Microsoft DESTRÓI Mais Um Estúdio! DOOM É A Nova Vítima 🤬
A recente demissão de 136 funcionários da ID Software, a criadora da icônica franquia DOOM, trouxe à tona uma onda de descontentamento entre os fãs e especialistas da indústria de games. Um ex-desenvolvedor do estúdio afirmou que a Microsoft “destruiu” a ID Software, reduzindo-a a uma simples equipe de suporte, o que pode sinalizar a condenação eterna da franquia que tanto amamos.
Para quem não é familiarizado, DOOM é um dos jogos mais celebrados da história, e sua trajetória é tão rica quanto assombrosa. A notícia das demissões não apenas fez manchetes, mas também ofuscou o lançamento da nova DLC de Doom, intitulada “Revelations”. O nome DOOM, que traduzido para o português significa “condenação”, parece estar se tornando uma profecia ao se referir ao futuro da ID Software sob a égide da Microsoft.
É impressionante como, ao longo dos anos, a ID Software conseguiu escapar das garras de problemas administrativos, apenas para agora enfrentar uma nova forma de ruína. A Microsoft, conhecida por suas aquisições, parece ter um padrão de transformar estúdios produtivos em sombras do que eram antes. A ID Software tem um legado que data de 1990, quando o grupo que se tornaria a empresa lançou “Commander Keen”. Desde então, lançaram títulos inovadores como “Wolfenstein 3D” e, claro, a franquia DOOM, que se tornou um marco na indústria dos videogames.

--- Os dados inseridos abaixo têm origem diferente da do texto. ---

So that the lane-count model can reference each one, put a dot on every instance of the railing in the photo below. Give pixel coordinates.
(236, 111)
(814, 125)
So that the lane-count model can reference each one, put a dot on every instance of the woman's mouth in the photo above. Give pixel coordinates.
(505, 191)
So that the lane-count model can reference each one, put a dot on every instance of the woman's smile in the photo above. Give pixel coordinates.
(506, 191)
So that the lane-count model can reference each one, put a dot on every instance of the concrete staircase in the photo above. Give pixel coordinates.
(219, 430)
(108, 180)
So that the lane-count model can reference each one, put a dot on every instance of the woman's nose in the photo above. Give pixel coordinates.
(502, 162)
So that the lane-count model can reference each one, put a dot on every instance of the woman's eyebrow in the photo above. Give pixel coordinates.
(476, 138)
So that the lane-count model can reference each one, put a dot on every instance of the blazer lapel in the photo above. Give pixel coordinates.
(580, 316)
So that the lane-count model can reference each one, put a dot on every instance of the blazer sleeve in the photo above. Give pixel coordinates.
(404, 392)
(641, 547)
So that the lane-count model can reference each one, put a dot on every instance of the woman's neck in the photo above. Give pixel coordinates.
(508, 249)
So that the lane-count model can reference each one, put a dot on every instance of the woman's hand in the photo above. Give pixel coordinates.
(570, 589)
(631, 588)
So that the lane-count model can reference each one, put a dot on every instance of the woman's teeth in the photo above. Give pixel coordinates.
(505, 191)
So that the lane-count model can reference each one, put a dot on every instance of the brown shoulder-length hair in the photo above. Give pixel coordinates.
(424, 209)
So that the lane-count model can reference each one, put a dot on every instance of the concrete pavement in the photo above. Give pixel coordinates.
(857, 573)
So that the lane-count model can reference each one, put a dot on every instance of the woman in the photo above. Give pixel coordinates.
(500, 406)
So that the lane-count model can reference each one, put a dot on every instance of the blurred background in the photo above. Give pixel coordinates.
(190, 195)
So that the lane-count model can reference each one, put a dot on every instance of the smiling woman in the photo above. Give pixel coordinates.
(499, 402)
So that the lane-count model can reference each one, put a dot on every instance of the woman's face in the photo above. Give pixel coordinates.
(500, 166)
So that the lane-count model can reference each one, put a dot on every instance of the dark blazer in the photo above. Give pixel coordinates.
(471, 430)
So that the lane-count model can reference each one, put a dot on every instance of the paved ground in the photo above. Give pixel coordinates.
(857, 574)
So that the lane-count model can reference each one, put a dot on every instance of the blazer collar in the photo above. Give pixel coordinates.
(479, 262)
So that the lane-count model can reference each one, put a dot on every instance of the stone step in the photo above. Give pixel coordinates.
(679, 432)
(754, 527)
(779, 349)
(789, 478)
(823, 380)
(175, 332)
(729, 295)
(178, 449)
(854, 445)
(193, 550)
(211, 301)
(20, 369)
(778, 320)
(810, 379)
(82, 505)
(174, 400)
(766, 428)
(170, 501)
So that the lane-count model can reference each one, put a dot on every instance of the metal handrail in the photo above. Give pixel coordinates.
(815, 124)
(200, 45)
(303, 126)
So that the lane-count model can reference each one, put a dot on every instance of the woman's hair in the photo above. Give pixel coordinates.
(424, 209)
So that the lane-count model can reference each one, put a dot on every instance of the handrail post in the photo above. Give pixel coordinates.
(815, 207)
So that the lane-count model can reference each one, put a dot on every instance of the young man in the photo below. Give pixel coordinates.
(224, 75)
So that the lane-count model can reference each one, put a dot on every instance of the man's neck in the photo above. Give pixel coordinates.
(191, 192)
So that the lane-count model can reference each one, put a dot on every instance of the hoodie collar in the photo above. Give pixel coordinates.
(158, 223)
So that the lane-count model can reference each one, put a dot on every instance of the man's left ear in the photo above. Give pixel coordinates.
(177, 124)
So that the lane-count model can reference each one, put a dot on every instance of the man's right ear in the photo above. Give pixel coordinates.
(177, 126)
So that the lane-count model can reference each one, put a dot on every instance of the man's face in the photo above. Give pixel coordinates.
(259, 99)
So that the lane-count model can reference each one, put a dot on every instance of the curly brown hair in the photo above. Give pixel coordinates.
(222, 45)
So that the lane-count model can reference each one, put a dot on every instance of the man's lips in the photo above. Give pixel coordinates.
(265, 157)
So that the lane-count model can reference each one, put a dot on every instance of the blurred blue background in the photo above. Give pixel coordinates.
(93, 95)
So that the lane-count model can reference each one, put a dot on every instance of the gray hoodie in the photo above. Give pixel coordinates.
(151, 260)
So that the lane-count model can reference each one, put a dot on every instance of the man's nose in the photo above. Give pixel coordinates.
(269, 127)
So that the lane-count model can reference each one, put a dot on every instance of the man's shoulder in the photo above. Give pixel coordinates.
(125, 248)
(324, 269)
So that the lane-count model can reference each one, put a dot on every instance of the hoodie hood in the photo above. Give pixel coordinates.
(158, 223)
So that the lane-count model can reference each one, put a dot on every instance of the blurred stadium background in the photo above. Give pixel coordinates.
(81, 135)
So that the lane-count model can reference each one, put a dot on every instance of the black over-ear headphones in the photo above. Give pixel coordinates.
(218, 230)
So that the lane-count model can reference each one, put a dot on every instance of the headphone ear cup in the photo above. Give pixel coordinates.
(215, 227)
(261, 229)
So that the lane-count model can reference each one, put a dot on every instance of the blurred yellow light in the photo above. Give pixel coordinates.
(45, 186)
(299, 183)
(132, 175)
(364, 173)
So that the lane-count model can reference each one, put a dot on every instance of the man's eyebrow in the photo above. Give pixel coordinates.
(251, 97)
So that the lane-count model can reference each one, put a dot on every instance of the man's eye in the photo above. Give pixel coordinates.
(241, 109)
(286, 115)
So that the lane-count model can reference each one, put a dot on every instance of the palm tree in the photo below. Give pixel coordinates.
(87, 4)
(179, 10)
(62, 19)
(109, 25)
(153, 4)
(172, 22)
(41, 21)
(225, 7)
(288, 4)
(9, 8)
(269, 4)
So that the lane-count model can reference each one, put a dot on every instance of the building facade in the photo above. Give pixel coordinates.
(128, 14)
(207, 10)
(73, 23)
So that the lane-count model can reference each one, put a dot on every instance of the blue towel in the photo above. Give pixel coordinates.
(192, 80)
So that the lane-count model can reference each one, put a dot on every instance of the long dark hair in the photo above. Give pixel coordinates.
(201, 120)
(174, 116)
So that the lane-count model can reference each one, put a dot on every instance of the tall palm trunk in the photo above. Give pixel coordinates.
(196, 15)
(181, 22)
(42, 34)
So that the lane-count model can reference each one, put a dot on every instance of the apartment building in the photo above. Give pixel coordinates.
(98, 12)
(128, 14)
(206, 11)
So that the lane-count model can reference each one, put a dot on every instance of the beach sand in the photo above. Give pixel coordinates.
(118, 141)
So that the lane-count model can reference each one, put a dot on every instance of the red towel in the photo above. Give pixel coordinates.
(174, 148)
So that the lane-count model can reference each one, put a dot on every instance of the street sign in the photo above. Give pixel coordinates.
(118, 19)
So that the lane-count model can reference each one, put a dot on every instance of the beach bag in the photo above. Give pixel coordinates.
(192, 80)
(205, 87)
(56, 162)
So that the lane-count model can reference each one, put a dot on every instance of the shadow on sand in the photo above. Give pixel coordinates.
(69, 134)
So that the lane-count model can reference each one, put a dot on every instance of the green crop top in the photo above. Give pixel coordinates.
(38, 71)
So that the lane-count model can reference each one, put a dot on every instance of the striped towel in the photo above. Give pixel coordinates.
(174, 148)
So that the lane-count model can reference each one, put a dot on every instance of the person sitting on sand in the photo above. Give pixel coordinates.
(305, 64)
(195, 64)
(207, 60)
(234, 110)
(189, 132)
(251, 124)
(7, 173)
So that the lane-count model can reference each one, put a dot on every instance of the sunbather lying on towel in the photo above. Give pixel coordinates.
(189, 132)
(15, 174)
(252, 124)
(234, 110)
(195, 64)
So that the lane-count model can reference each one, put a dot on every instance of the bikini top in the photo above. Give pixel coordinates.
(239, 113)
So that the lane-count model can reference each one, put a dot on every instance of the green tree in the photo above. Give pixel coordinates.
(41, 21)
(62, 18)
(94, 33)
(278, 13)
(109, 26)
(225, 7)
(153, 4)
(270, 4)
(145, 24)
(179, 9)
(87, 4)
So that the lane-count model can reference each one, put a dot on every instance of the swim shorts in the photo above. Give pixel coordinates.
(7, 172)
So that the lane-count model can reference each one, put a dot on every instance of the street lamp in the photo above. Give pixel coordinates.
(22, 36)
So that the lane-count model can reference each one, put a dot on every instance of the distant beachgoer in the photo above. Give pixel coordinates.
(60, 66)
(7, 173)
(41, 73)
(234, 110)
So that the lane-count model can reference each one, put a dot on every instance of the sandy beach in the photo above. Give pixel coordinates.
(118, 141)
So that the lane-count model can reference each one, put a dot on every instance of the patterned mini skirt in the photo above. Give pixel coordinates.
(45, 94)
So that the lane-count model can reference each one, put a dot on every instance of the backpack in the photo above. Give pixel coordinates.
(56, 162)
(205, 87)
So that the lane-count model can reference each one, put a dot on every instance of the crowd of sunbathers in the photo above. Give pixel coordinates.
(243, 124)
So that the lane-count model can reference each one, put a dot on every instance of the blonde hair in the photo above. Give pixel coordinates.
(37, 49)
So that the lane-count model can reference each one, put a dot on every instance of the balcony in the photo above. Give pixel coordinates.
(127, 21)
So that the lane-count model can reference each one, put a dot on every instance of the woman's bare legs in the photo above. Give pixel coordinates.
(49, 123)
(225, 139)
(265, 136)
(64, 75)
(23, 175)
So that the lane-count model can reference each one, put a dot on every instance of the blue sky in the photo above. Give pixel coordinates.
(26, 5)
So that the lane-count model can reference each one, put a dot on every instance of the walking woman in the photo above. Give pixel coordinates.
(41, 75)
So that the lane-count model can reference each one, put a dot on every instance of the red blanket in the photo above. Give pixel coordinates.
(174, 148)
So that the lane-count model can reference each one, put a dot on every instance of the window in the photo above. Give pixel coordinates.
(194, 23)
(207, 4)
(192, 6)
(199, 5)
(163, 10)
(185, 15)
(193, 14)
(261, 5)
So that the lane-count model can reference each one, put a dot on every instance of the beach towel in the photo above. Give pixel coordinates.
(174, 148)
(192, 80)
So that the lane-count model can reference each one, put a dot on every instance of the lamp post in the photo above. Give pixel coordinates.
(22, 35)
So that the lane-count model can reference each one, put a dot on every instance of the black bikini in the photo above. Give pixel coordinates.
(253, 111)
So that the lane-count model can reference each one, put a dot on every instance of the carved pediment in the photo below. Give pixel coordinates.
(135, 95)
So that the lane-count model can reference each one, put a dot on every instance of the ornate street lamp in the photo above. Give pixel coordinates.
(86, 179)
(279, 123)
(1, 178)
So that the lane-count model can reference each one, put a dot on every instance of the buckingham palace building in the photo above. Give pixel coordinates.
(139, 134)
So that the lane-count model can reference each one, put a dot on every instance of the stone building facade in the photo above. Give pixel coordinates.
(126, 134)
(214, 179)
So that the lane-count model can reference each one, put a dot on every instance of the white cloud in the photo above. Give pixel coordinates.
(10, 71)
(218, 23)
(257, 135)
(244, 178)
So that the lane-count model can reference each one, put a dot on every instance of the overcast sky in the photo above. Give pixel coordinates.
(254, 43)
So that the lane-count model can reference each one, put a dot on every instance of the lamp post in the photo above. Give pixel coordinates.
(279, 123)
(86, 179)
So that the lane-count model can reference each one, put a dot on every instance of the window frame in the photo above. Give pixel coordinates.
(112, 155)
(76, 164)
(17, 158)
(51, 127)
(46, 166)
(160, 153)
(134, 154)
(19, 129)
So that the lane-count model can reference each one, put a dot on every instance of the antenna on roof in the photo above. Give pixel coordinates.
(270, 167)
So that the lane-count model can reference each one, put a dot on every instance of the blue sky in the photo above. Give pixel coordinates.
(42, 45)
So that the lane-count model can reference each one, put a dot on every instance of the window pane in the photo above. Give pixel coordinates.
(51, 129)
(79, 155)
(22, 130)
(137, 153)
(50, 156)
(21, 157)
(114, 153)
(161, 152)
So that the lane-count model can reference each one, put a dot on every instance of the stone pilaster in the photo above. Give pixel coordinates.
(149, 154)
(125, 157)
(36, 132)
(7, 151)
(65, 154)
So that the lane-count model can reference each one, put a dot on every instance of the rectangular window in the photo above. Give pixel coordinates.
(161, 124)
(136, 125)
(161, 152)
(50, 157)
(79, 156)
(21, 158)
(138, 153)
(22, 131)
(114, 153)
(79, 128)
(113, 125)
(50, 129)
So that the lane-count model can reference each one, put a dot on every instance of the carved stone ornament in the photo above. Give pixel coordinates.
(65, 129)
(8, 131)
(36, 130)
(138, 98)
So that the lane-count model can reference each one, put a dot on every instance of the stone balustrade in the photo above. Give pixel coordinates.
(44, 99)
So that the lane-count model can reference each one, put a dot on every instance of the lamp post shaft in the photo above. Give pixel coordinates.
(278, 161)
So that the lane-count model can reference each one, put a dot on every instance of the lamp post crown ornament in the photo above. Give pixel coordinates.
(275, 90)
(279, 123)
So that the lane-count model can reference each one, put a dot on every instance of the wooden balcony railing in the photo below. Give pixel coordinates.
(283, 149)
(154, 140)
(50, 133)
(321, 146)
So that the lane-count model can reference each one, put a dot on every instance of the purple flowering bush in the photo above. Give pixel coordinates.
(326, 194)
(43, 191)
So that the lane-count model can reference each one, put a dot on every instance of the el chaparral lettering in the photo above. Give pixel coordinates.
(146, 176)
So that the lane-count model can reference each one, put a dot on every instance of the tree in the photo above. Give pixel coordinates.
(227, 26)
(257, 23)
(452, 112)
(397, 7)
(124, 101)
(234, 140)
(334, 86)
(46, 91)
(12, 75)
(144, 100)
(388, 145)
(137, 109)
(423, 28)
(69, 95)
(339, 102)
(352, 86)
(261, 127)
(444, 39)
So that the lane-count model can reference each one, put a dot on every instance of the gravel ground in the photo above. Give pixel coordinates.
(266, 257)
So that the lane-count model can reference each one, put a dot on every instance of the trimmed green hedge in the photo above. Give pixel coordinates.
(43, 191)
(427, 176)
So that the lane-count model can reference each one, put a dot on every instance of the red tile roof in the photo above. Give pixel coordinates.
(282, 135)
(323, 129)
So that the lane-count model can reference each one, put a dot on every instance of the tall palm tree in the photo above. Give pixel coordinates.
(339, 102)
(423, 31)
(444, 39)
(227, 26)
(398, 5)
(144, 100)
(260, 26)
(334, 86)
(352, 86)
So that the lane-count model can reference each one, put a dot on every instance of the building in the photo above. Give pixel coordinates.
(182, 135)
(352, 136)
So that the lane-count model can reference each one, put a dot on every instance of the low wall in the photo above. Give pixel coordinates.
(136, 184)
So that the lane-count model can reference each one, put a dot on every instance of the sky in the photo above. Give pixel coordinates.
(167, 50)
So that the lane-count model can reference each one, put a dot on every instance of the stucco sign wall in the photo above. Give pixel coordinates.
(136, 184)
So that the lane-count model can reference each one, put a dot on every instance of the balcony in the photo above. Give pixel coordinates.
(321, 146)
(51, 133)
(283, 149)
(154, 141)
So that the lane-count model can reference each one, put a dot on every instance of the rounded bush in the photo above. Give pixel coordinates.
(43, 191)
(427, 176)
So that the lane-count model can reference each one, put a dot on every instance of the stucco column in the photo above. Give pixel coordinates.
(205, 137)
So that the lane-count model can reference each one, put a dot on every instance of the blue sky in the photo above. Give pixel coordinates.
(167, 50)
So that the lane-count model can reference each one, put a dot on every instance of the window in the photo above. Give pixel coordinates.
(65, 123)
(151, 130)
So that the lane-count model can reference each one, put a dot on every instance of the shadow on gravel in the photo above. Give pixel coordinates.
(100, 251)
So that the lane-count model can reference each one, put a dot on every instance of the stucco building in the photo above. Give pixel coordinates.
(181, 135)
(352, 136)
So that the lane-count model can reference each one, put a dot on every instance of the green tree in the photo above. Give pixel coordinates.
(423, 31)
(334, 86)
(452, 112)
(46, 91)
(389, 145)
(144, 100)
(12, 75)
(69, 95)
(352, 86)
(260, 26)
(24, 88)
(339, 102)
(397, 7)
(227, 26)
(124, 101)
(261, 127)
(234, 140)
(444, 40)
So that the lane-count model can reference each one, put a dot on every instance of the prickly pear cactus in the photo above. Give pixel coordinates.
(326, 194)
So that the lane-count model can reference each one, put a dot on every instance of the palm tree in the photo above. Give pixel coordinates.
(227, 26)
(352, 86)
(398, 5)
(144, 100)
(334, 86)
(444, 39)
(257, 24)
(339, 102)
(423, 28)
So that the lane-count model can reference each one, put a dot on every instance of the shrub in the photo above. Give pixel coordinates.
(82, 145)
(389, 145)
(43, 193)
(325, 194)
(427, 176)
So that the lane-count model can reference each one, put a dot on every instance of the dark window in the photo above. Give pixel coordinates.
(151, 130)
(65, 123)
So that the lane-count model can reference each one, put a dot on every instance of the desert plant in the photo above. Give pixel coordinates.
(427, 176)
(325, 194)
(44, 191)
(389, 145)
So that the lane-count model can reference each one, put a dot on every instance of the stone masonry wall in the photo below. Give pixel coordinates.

A saga de DOOM começou em 1993 e, desde então, foi redefinida várias vezes. O jogo original apresentava mecânicas simples, mas eficazes, com o jogador enfrentando hordas demoníacas em uma base militar em Marte. Cada sequência trazia melhorias e novas histórias, culminando em reboots que trouxeram a franquia de volta a relevância. Entre eles, temos “Doom 3”, que introduziu um estilo de horror de sobrevivência, e a trilogia moderna que começou com “Doom” em 2016, que revitalizou o lore e trouxe o Slayer à luz como um mito na luta contra o inferno.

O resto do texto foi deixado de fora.